Once data needs are defined, analysts determine the type of data required. Data may describe characteristics, behaviours, or quantities, and can take qualitative, quantitative, or mixed forms (Midamba et al., 2025). Quantitative data are numeric and suitable for statistical analysis, while qualitative data provide descriptive insights that explain patterns and relationships. In many professional settings, combining both forms produces a balanced view that links evidence to context. Understanding these distinctions allows analysts to select the most suitable collection techniques and analytical tools.

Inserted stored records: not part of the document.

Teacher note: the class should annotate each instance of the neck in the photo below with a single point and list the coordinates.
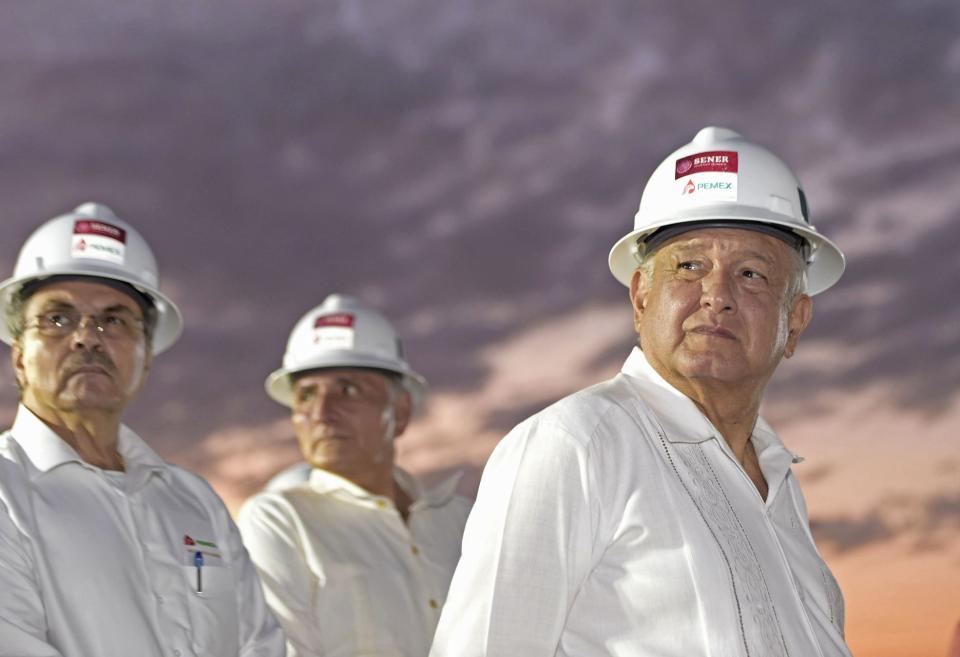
(734, 415)
(92, 433)
(731, 408)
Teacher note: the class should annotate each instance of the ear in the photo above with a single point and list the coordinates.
(16, 358)
(801, 312)
(403, 410)
(639, 287)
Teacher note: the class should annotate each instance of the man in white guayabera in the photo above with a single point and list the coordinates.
(105, 549)
(356, 560)
(656, 513)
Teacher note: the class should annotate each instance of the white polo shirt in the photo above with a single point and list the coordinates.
(344, 574)
(96, 563)
(618, 523)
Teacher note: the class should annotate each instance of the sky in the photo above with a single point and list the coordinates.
(465, 167)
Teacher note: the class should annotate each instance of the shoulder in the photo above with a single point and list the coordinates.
(277, 507)
(597, 414)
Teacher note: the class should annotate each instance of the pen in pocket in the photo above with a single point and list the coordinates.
(198, 562)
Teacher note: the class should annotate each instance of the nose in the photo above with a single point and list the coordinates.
(716, 292)
(322, 406)
(88, 334)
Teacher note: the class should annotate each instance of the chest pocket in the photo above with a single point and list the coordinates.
(213, 609)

It’s important to consider where data originates. Internal sources such as operational systems, customer relationship management tools, and financial databases are often the most relevant and readily available, but they may not provide a complete view. External sources, including open data portals, government publications, and commercial datasets, can fill information gaps or validate internal findings. A well-chosen combination of internal and external data strengthens analysis but requires careful attention to compatibility, structure, and quality. Research on data integration highlights that differences in completeness or sampling can distort analytical results if left unchecked (Baud et al., 2002). Structured frameworks for identifying and preparing open data therefore emphasise the importance of screening, assessing, and validating datasets at several levels, including metadata, schema, and content (Krasikov and Legner, 2023).
When sourcing data beyond internal systems, it’s key to understand the methods of collection and access. Data can be gathered directly through surveys, interviews, observations, or indirectly from repositories, APIs, and archived records. Direct collection gives control over accuracy and relevance but can be time consuming and resource intensive. Indirect sourcing, such as the reuse of existing data, is more efficient but requires critical evaluation of provenance, methodology, and timeliness. A balanced approach that supplements existing data with targeted new collection often provides the most robust evidence base. Midamba et al. (2025) note that valid and reliable data depend on selecting the right collection approach and applying consistent standards of quality and transparency.
Analysts must also evaluate the legitimacy and context of the data they use. Data always reflect the assumptions, priorities, and social context of its collection. Boyd (2020) explains that questioning who collected the data, why they did so, and what might be excluded from the dataset is central to responsible sourcing. This reflective approach encourages analysts to consider fairness and representation alongside technical validity.
Ethical and legal considerations underpin every decision in data sourcing. Jarvenpaa (2024) stresses that provenance, consent, and lawful access are fundamental to trustworthy and compliant practice. Analysts must ensure that sourced data meet organisational governance policies and adhere to data protection legislation. Documenting data origins, collection methods, and intended uses is essential for accountability and transparency.
Ultimately, identifying and sourcing data is not simply a technical task but a process of inquiry, evaluation, and judgement. Analysts who clearly define their objectives, apply sound collection methods, validate data quality, and respect ethical and legal standards create a reliable foundation for meaningful analysis and informed decision-making.
Action Point
Examine how your organisation sources and manages data. Identify where key datasets originate, how they are gathered or acquired, and where they are stored or maintained. Determine whether these sources are internal, external, or integrated from multiple systems. Assess the reliability, consistency, and ethical use of this data, and reflect on how sourcing practices influence the quality, governance, and outcomes of your analytical work.